Self-driving truck startup Aurora Friday announced the development of its next generation of hardware. The company is targeting a commercial debut of the hardware in pilots this year and with the launch of the company’s trucking and ride-hailing businesses to follow in 2023 and 2024, respectively.
Before the launch of Aurora’s autonomous trucking and ride-hailing businesses, the feature-complete hardware will debut on Aurora’s Class 8 trucks in commercial pilots and on the company’s test fleet of Toyota Siennas that will hit public roads at the end of this year.
The next-generation integrated hardware suite, the company said, features more powerful sensors condensed into a sleek, modular, automotive-grade rack and a new powerhouse computer.
“Aurora has years of collective industry experience in developing world-class hardware teams and products,” said Sandor Barna, SVP of Hardware at Aurora. “Aurora’s hardware fuses the best of many generations of hardware development from Aurora and Uber ATG into a single, optimized, deeply integrated system, setting us up for the successful deployment of the Aurora Driver.”
Aurora’s hardware comes with new 360-degree cameras, which combine advanced automotive-grade sensor technology with custom-designed lenses.

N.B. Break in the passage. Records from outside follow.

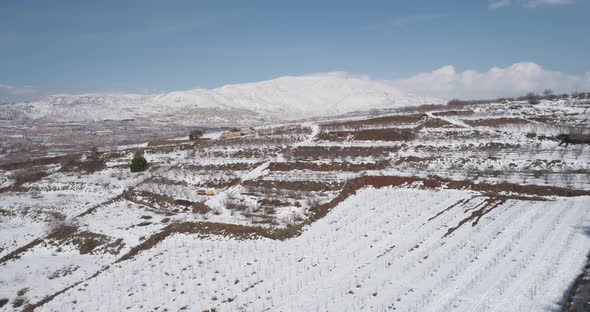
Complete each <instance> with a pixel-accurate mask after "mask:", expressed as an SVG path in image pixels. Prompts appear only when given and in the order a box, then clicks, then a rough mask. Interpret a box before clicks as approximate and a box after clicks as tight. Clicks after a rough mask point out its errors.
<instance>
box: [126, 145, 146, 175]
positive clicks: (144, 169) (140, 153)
mask: <svg viewBox="0 0 590 312" xmlns="http://www.w3.org/2000/svg"><path fill="white" fill-rule="evenodd" d="M130 168H131V172H141V171H145V170H147V168H148V162H147V160H146V159H145V157H144V156H143V150H139V149H138V150H137V151H136V152H135V153H134V155H133V159H132V160H131V165H130Z"/></svg>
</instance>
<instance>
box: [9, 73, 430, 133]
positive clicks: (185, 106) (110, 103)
mask: <svg viewBox="0 0 590 312" xmlns="http://www.w3.org/2000/svg"><path fill="white" fill-rule="evenodd" d="M440 102H441V100H438V99H434V98H427V97H417V96H413V95H408V94H406V93H404V92H402V91H400V90H399V89H396V88H395V87H392V86H390V85H388V84H387V83H385V82H380V81H375V80H370V79H366V78H357V77H350V76H345V75H339V74H317V75H310V76H299V77H281V78H277V79H274V80H269V81H263V82H257V83H246V84H236V85H227V86H223V87H220V88H217V89H212V90H207V89H195V90H189V91H177V92H170V93H163V94H153V95H138V94H85V95H55V96H49V97H45V98H42V99H39V100H34V101H28V102H20V103H14V104H8V105H5V106H3V107H2V109H1V110H0V119H9V120H14V119H32V120H39V119H40V120H47V121H99V120H104V119H114V120H120V119H131V118H135V119H138V118H147V119H151V120H157V121H162V122H174V123H180V124H194V123H195V122H199V123H206V124H210V125H220V124H231V123H233V122H236V121H237V120H244V119H245V118H249V119H253V120H252V121H253V123H255V122H256V121H264V120H270V119H273V120H276V119H277V118H278V119H284V120H288V119H299V118H308V117H317V116H327V115H334V114H342V113H347V112H351V111H355V110H369V109H373V108H395V107H401V106H414V105H420V104H432V103H440Z"/></svg>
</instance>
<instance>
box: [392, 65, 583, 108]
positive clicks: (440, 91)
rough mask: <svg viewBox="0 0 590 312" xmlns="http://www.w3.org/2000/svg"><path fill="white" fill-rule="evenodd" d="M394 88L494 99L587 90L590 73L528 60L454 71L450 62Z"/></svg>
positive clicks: (429, 92)
mask: <svg viewBox="0 0 590 312" xmlns="http://www.w3.org/2000/svg"><path fill="white" fill-rule="evenodd" d="M391 83H392V84H393V85H395V86H396V87H398V88H400V89H402V90H404V91H406V92H411V93H415V94H419V95H428V96H436V97H442V98H447V99H450V98H495V97H503V96H518V95H523V94H525V93H527V92H530V91H534V92H541V91H543V90H545V89H552V90H554V91H555V92H572V91H585V92H587V91H590V72H588V73H586V74H584V75H580V76H575V75H567V74H563V73H561V72H558V71H551V70H546V69H544V68H543V67H541V66H540V65H538V64H536V63H532V62H522V63H516V64H513V65H511V66H509V67H505V68H500V67H494V68H492V69H490V70H489V71H487V72H478V71H475V70H465V71H463V72H457V71H456V70H455V68H454V67H453V66H451V65H448V66H444V67H441V68H439V69H437V70H435V71H432V72H428V73H419V74H416V75H414V76H412V77H409V78H405V79H398V80H394V81H391Z"/></svg>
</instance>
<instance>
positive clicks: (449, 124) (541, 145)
mask: <svg viewBox="0 0 590 312" xmlns="http://www.w3.org/2000/svg"><path fill="white" fill-rule="evenodd" d="M588 107H590V101H588V100H575V99H571V98H569V99H560V100H555V101H545V100H544V101H541V103H539V104H536V105H531V104H529V103H528V102H525V101H512V102H504V103H482V104H465V105H463V106H458V107H446V108H444V109H438V110H429V111H413V112H407V113H405V114H388V115H381V116H374V115H372V116H362V117H357V118H354V119H353V118H340V119H332V120H324V121H322V122H315V121H310V122H305V123H292V124H282V125H272V126H261V127H256V128H254V129H242V130H241V131H240V132H227V133H223V135H221V136H220V133H209V134H208V135H207V138H203V139H201V140H200V141H197V142H191V141H188V140H185V139H182V138H178V139H174V140H161V141H159V142H157V144H150V145H149V146H148V145H147V144H144V145H141V146H138V147H121V148H119V149H117V150H109V151H102V152H100V151H99V152H96V153H82V154H72V155H65V156H59V157H54V158H43V159H37V160H31V161H27V162H22V163H13V164H6V165H1V166H0V202H2V204H3V205H2V209H1V210H0V218H1V220H2V222H0V240H1V241H0V276H2V277H3V278H2V279H1V280H0V303H3V306H2V307H0V310H1V311H13V310H17V311H18V310H20V309H23V308H26V309H28V310H27V311H30V310H33V309H34V310H35V311H70V310H76V311H78V310H85V311H87V310H105V311H106V310H118V309H126V310H129V311H146V310H149V311H161V310H163V309H168V310H175V311H176V310H187V311H265V310H266V311H310V310H312V311H315V310H322V311H324V310H329V311H344V310H346V309H348V310H354V311H390V310H397V311H553V310H558V309H561V308H564V309H566V308H567V309H569V310H568V311H574V310H573V309H570V308H568V307H575V306H580V305H583V304H584V303H585V301H584V300H587V299H588V298H590V293H588V291H587V289H588V283H587V281H586V280H585V279H583V278H582V277H583V275H582V273H583V269H584V266H585V265H586V264H587V257H586V256H587V255H588V252H589V250H590V236H589V235H588V228H590V223H589V220H590V219H589V217H590V156H589V155H590V153H589V151H590V147H589V146H588V145H569V146H565V145H563V144H562V145H559V143H560V141H559V139H557V138H556V136H557V135H558V134H560V133H574V132H576V133H587V131H588V126H590V119H589V118H588V115H587V114H585V113H584V112H585V110H587V109H588ZM138 148H140V149H142V150H143V151H144V153H145V157H146V159H147V160H148V162H149V163H150V167H149V168H148V170H147V171H145V172H140V173H131V172H130V171H129V162H130V160H131V157H132V155H133V153H134V152H135V151H136V150H137V149H138ZM578 276H579V278H578Z"/></svg>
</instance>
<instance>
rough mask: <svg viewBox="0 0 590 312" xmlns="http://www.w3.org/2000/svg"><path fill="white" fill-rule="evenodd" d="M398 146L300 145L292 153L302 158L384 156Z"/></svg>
mask: <svg viewBox="0 0 590 312" xmlns="http://www.w3.org/2000/svg"><path fill="white" fill-rule="evenodd" d="M398 150H399V147H339V146H300V147H298V148H297V149H295V151H294V152H293V154H294V155H295V156H298V157H302V158H303V159H309V158H312V159H318V158H325V159H331V158H336V157H369V156H374V157H378V156H384V155H387V154H389V153H395V152H397V151H398Z"/></svg>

The cameras allow the Aurora Driver – software that plans a safe path through it, and the computer that powers and integrates them both with the vehicle – to detect objects even in challenging lighting situations like facing headlight glare and sun glare, and entering and exiting tunnels.
FirstLight Lidar measures the position and velocity of every point it observes to build a dynamic 3D representation of the world for the Aurora Driver. By leveraging FirstLight’s data, the Aurora Driver can track the velocity and compute the acceleration of vehicles over 400 meters away, creating more time for braking and response.
Imaging radar is more precise than traditional radar, providing the Aurora Driver with high resolution and broad coverage that complements the data it receives from cameras and lidar. The improved imaging radar sensors on Aurora’s hardware produce precise 3D images despite challenging weather conditions like rain, dense fog, and snow.
Aurora’s hardware comes with a powerful machine with a 5x increase in processing power, built-in redundancy for additional safety, and the networking power capacity to operate safely without a safety driver.